Recientemente, distintas compañías fueron víctimas de los ataques protagonizados por virus de tipo ransomware, que secuestró sus bases de datos. Esto obligó a detener la actividad de estas empresas de forma drástica.

Sin duda alguna, la ciberseguridad es uno de los ámbitos de mayor importancia en la gestión actual de cualquier empresa u organización.

Riesgo económico de los ciberataques a las empresas españolas

De acuerdo con las estimaciones de Accenture, el riesgo al que se exponen las empresas españolas asciende a 88.000 millones de euros, entre 2019 y 2023.

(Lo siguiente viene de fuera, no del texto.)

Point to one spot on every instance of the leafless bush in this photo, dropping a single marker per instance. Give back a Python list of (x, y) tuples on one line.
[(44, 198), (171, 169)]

Esta cifra contabiliza el ahorro en inversión en ciberseguridad y la pérdida de negocio, que pueden llegar a generar los ciberataques previstos.

Conviene tener presente que, tan solo en la primera mitad del año, el 76% de las empresas españolas han sufrido algún tipo de incidente que ha afectado a su seguridad digital.

Además, las empresas con una facturación de entre 2.000 y 5.000 euros son las que sufren un mayor número de incidentes.

Las empresas con una facturación superior a los 5.000 millones tienden a presentar un mayor número de medidas preventivas, lo que se traduce en menos incidentes.

Así lo ha puesto de manifiesto el informe “Las preocupaciones del CISO. El estado de la ciberseguridad en 2019”, publicado por Deloitte.

Sea como fuere, no hay que olvidar la vulnerabilidad de las pymes, cuyo conocimiento y nivel de inversión en ciberseguridad las expone a un alto nivel de riesgo.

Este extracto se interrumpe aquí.